Mark J. Levis, MD, PhD: So we’ve been wrestling with that a fair amount. Obviously, we know that a FLT3 mutation, you don’t respond as well or you don’t respond for as long with an HMA /VEN combination. However, we’ve already just spent all this time talking about the myelosuppression with AZA [azacitidine]/VEN, and it’s real.
FLT3 is important for normal marrow to reconstitute. That multipotent progenitor cell has FLT3 on it; it wants to regenerate all those nice neutrophils and start that process. You inhibit FLT3, you are going to impair that. And when we combined gilteritinib with venetoclax, we saw some profound aplasias.
So what we do at my institution is a little bit different. We will pop the patient into remission with AZA/VEN if they have a FLT3, and then we actually sequence with AZA/GILT, and then we go back to AZA/VEN.
I don’t like using that triplet. I recognize that’s a great interest. A lot of people say, “Of course; it’s perfectly safe to do.” That hasn’t been quite our experience with the profound aplasias. So that’s been our approach; I don’t know the answer.
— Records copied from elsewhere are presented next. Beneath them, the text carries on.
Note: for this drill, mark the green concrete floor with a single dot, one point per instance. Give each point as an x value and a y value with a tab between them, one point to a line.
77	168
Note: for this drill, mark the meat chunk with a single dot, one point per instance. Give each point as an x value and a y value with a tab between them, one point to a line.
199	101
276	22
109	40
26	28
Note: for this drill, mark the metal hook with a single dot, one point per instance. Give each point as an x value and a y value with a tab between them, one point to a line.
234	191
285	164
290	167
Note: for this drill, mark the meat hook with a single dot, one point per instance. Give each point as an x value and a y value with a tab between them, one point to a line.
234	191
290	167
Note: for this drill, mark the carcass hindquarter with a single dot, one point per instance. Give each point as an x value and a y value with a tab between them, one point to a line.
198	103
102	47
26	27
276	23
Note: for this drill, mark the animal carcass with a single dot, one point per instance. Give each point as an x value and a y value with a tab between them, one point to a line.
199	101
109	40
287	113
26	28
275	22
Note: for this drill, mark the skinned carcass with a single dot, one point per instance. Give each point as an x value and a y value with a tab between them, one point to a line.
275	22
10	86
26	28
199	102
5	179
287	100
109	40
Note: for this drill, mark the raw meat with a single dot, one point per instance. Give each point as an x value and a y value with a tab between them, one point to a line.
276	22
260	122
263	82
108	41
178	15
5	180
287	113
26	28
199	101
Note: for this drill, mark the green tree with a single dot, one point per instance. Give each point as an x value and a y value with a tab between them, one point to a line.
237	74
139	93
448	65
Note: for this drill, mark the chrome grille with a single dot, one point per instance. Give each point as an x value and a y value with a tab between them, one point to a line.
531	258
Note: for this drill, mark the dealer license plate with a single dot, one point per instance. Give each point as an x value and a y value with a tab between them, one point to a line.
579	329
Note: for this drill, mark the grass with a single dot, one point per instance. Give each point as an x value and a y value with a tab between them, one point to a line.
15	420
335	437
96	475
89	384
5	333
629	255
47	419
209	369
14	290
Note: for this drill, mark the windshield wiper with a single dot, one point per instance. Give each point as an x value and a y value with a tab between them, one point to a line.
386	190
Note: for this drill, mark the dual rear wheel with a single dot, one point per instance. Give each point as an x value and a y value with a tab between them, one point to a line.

Harry Paul Erba, MD, PhD: Yeah, I agree with you, Mark. The triplet can be very myelosuppressive. I’ve had experiences where I gave the AZA/VEN. I clear an IDH clone only to be left with a FLT3 clone, and then give gilteritinib [GILT] and kind of had an almost bounce between the 2 regimens because it’s hard to give them at the same time.
Mark J. Levis, MD, PhD: Yeah, so we’ve been sequencing AZA, AZA/VEN, AZA/GILT.
Harry Paul Erba, MD, PhD: So, before we leave this combination, any final thoughts about HMA/VEN that you want to bring up? Any of you.
Gail J. Roboz, MD: Yeah, I would think that a cautionary tale is to not sound like we want to be advocating tons of mixing and matching. Because I think that it’s really hard to do sometimes, and I think that we are a victim a bit of our own success in having a lot of these drugs available. And I worry, actually, that it’s going to be very hard to learn what to sequence and how to change these doses and schedule if everybody kind of makes it up. And I philosophize about this a little bit because I’m not sure what the right answer is.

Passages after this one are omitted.